Operation Foxley

After looking at the July plot, I got to thinking about this British idea to kill Hitler. It was simply shooting the man as he made his way down a lone path at Berghof. It involved a anti-Nazi shopkeeper, a German speaking Pole, a sniper being dropped into enemy lines by parachute and all the wonderful events that make a good action movie.

Now this is two questions, the first is WI it worked? Then if it did not work how would the British and allied commands react to the new thinking that Hitler should be killed? I assume the later is due to authorizing Operation Foxley, and changing the current thinking of a dead Hitler making the Nazi's fight harder.
 
The sniper would be a hero. It would be interesting to know what he did later...

I was thinking about that too. I mean assuming he gets out, and I see no reason why the sniper team could not lay low and sneak their way into Switzerland, or have another way out. You can instantly expect a promotion, or a couple of promotions. Hitler gone could open up the path for peace a little sooner, so the man would be not only the man who killed Hitler, but the man who ended the war.

So book deals? Politics? He gets really fat in an arm chair running covert ops? Who knows?
 
I was thinking about a political career or a career in the secret world.
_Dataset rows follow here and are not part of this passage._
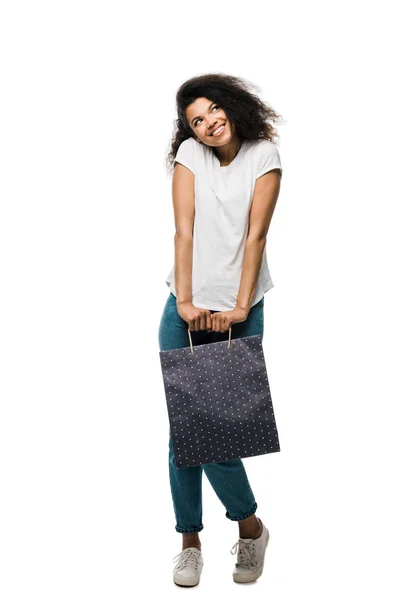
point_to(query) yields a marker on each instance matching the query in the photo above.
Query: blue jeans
(228, 478)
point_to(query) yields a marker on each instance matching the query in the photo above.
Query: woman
(225, 187)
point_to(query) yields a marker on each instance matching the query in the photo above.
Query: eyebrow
(199, 117)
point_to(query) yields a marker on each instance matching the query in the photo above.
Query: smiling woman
(226, 182)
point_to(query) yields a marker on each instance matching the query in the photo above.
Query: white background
(86, 235)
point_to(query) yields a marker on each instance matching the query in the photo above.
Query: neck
(227, 153)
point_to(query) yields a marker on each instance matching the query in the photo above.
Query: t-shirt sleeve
(268, 159)
(186, 154)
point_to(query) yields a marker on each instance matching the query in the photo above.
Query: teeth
(217, 130)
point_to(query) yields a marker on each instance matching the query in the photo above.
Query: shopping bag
(219, 402)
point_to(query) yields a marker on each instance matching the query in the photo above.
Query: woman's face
(205, 117)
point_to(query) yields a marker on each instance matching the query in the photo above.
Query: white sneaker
(250, 561)
(188, 570)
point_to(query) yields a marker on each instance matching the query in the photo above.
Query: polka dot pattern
(219, 402)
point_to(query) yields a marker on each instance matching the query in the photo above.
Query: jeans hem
(245, 516)
(189, 529)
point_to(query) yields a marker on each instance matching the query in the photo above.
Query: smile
(218, 131)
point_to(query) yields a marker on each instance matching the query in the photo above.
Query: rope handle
(190, 339)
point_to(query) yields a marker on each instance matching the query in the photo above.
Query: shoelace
(246, 554)
(188, 558)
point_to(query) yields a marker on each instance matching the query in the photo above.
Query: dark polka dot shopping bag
(219, 402)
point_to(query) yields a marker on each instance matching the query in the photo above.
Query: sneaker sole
(186, 581)
(248, 578)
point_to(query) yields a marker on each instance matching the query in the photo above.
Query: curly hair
(235, 95)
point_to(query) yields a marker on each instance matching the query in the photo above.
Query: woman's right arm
(183, 202)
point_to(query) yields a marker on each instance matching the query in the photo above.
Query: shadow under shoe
(188, 570)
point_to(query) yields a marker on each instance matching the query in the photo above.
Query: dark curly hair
(236, 97)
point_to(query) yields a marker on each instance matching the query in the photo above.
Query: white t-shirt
(223, 197)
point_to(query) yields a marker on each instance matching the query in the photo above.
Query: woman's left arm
(266, 192)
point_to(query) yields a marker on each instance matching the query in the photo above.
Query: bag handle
(190, 339)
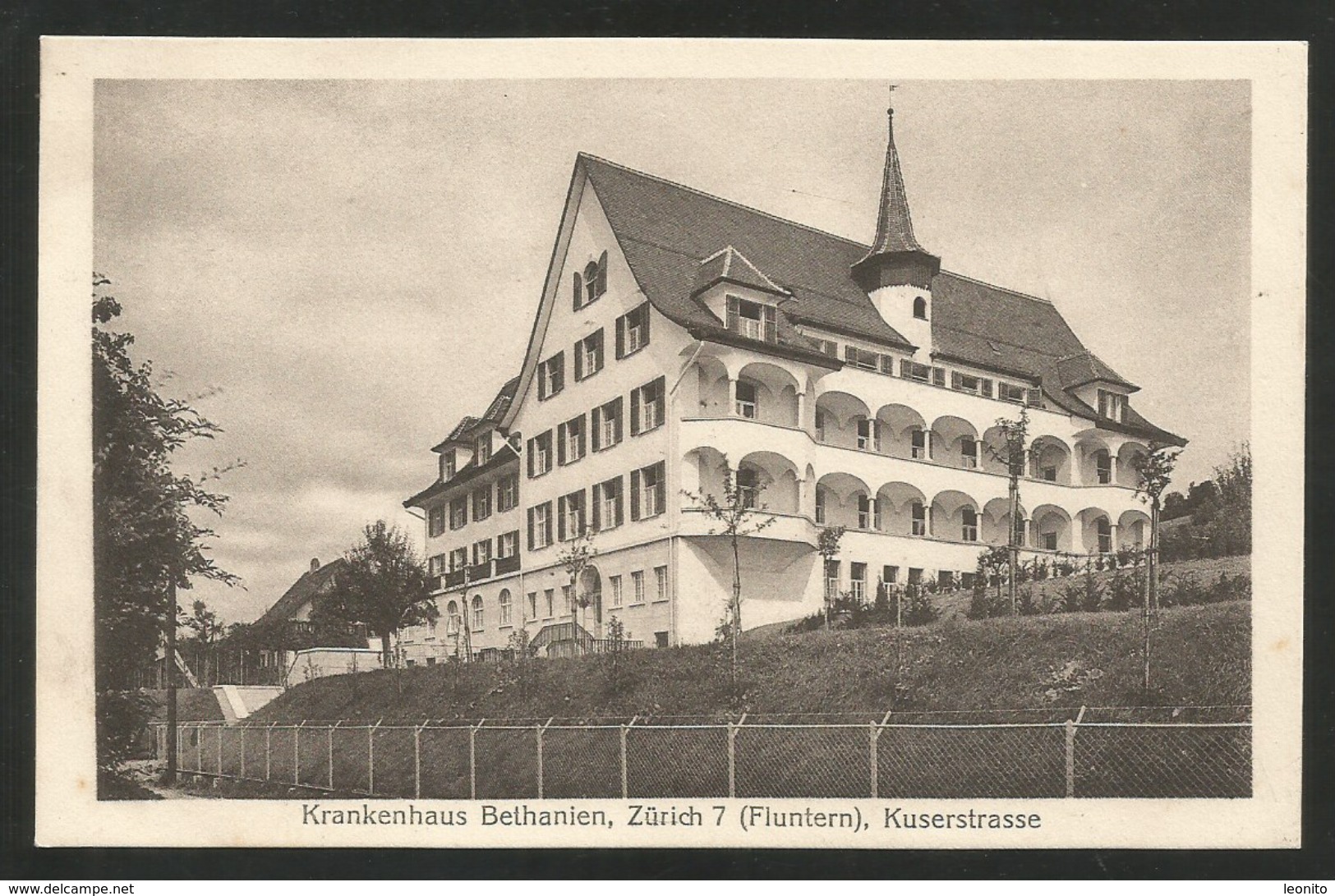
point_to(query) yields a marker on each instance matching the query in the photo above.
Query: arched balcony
(955, 517)
(837, 417)
(1050, 460)
(1050, 528)
(903, 509)
(901, 431)
(1098, 533)
(955, 442)
(1134, 531)
(997, 522)
(843, 499)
And depenting on who he is, things change a lot.
 
One of four things would probably happen:

1. With Hitler dead, the new German leadership decides to sue for peace. If it's lucky, Germany might get roughly the borders it has today, with demilitarized zones on either side and a massive reparations bill. Austria would probably fall under U.N. jurisdiction too.

2. The German leadership begins to fragment as a power struggle ensues over who will be Hitler's sucessor. You'd probably have Goering, Goebbels, Himmler and some of the military leadership involved in that one. With a divided command, the German army's collapse is all the quicker, and the Allies reach Berlin before year's end.

3. Now that Hitler's irrational plans are gone, the Wehrmacht is galvanised by more competent commanders. The army makes an orderly retreat within German borders, allowing it to fight on narrower fronts and extend the length of the European war.

4. Alternatively, maybe the new leadership attempts to make a separate peace with either the Allies or Soviets? It's unlikely to get it, since both sides probably feel that victory is inevitable, but on the off-chance they do, it would probably be the Allies who would take it IMO, because of public pressure.